360

Alexandre Pierrepont / Mike Ladd: Maison Hantee

John Sharpe By

Sign in to view read count
Alexandre Pierrepont / Mike Ladd: Maison Hantee There's a recurring argument about whether the marriage of jazz and poetry can ever be properly consummated, with strong opinions on either side, but the majority of adherents in the naysayers camp. Partly it's to do with the inflexibility of the words, which can't respond in the moment to the musician's whim, forcing the music to take a subservient position, and partly it's that words struggle to withstand repeated listening with the same robustness as such an abstract art form as jazz.

Both of these problems are overcome to a degree on Maison Hantee (Haunted House)—a collaboration between French poet Alexandre Pierrepont and hip-hop MC and producer Mike Ladd, perhaps best known to AAJ readers for his associations with pianist Vijay Iyer. Firstly, some of the musical accompaniment was recorded separately from the recitation, and avoids any desire to enter lock-step with the strut of the poetry. Secondly, much of the recitation is in French which, for those less than fluent, means that there are fewer obstacles to the appreciation of the words as sounds, and can more comfortably sit alongside the abstract qualities of the music.

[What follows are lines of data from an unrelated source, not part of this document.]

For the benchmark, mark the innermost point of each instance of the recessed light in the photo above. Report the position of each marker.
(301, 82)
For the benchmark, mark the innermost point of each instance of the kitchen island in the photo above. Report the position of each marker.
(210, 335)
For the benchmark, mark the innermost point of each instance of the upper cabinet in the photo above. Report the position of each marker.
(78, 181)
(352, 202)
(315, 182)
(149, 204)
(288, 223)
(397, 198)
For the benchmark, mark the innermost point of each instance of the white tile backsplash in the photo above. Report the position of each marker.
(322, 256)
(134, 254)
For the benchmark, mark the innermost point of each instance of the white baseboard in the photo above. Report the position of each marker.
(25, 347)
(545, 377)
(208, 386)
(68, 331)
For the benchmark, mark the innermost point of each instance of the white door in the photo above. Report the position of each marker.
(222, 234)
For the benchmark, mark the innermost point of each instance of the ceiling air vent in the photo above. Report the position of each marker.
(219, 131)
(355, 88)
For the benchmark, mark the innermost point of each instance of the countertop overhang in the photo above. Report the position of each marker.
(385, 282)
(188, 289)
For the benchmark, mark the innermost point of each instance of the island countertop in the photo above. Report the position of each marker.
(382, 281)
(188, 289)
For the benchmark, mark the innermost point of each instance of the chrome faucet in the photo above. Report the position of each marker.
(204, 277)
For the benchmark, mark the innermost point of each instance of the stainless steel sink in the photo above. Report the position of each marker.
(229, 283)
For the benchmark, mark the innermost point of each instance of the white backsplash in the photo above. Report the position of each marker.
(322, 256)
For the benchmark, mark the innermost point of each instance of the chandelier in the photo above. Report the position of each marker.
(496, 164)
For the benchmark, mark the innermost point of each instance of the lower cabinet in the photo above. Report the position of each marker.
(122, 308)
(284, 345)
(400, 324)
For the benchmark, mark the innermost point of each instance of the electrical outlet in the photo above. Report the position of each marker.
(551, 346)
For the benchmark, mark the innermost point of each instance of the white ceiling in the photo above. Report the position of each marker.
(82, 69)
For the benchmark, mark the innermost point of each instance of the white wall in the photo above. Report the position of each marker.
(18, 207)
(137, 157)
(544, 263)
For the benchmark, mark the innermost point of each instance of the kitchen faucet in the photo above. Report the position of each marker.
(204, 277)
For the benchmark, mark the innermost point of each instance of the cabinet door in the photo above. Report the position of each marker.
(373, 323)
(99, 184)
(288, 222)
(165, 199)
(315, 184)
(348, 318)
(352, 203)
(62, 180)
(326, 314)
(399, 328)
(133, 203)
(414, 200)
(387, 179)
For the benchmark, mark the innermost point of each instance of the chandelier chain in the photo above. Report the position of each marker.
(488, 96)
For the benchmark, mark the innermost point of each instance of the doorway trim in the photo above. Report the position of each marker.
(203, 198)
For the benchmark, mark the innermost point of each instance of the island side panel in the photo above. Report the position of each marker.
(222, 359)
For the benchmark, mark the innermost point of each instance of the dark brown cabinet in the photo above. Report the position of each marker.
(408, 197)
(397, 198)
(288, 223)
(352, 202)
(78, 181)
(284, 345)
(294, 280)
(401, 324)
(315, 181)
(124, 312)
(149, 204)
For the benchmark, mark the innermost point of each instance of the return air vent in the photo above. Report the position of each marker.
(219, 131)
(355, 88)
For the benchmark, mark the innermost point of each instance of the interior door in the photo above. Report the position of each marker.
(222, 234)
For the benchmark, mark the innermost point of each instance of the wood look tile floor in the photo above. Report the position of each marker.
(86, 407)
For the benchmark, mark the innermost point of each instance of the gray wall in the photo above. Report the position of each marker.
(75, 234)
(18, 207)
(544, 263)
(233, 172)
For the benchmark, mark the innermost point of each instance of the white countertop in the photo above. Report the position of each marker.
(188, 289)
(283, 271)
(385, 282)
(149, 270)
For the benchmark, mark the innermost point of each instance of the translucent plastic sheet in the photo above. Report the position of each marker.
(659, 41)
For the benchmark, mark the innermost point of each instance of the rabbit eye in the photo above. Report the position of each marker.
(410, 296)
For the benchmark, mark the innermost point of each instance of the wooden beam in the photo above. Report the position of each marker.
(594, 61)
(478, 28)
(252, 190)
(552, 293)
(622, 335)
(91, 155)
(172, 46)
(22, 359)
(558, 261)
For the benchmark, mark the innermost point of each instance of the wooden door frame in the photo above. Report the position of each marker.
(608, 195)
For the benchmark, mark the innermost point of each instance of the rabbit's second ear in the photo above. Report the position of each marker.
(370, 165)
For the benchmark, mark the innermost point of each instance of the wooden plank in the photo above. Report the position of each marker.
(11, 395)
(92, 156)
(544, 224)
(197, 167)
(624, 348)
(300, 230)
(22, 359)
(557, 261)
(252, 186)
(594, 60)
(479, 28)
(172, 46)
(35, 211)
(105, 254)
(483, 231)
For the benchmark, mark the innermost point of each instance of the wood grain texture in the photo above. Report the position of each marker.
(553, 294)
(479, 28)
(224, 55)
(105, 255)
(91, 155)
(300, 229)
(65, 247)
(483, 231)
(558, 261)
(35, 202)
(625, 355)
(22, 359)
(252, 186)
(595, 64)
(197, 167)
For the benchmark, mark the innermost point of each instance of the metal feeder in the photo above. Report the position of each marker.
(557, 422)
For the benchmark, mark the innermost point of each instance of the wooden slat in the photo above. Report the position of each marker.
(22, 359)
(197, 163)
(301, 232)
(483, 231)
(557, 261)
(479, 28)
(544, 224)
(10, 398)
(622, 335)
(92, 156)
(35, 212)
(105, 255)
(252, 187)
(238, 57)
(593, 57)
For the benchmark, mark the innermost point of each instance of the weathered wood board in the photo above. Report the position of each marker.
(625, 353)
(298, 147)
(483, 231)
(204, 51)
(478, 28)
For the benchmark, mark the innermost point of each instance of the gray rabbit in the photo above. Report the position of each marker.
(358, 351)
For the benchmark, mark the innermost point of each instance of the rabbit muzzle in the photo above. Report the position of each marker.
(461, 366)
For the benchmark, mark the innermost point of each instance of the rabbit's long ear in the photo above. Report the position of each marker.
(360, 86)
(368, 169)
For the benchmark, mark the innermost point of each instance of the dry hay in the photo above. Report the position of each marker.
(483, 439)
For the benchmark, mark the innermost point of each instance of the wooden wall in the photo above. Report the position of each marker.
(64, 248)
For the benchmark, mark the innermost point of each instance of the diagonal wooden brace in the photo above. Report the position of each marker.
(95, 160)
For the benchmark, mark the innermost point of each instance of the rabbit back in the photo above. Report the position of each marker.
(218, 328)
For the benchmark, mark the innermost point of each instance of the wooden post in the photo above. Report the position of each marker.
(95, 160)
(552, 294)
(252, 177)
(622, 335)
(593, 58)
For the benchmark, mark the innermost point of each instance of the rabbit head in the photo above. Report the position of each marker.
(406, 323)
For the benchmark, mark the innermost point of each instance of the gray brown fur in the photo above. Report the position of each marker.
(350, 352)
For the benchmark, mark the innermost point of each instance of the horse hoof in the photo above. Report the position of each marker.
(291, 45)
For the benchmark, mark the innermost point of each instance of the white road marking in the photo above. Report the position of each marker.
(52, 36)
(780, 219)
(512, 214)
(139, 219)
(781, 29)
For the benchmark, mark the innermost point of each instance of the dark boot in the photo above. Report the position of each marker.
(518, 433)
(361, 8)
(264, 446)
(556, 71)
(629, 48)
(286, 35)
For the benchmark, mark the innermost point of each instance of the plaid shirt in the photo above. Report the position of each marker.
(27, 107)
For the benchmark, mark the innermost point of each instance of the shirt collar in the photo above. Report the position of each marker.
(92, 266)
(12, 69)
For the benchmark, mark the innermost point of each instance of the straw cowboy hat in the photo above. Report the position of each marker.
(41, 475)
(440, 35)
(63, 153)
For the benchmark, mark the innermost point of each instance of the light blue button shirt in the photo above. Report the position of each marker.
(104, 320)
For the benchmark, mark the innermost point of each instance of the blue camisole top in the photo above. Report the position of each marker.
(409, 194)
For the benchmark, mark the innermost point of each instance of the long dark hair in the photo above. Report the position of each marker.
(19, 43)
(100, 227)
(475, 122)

Lavishly packaged, with a booklet containing both the original French and English translations bookended by short essays from Henry Threadgill and Greg Tate, this project is clearly a labor of love for the RogueArt label. Much thought has also gone into the content, whereby three distinct layers interact on each piece. First are the "Inhabitants & Outhabitants," comprising the words and visions of Pierrepont and Ladd, the voice of Stephane Gombert, who declaims Pierrepont's words, and the sound manipulations of French producer Gymkhana. Next is "Currents & Undercurrents," an ebbing and flowing world music rhythm track improvised in a single session by William Parker's guimbri and Hamid Drake's frame drum, which underpins virtually the whole 72 minutes. Finally there are the extemporized contributions, including the staggering range of "Guests & Ghosts," recorded at a different time and places and integrated into the finished construct, in line with Pierrepont and Ladd's conception.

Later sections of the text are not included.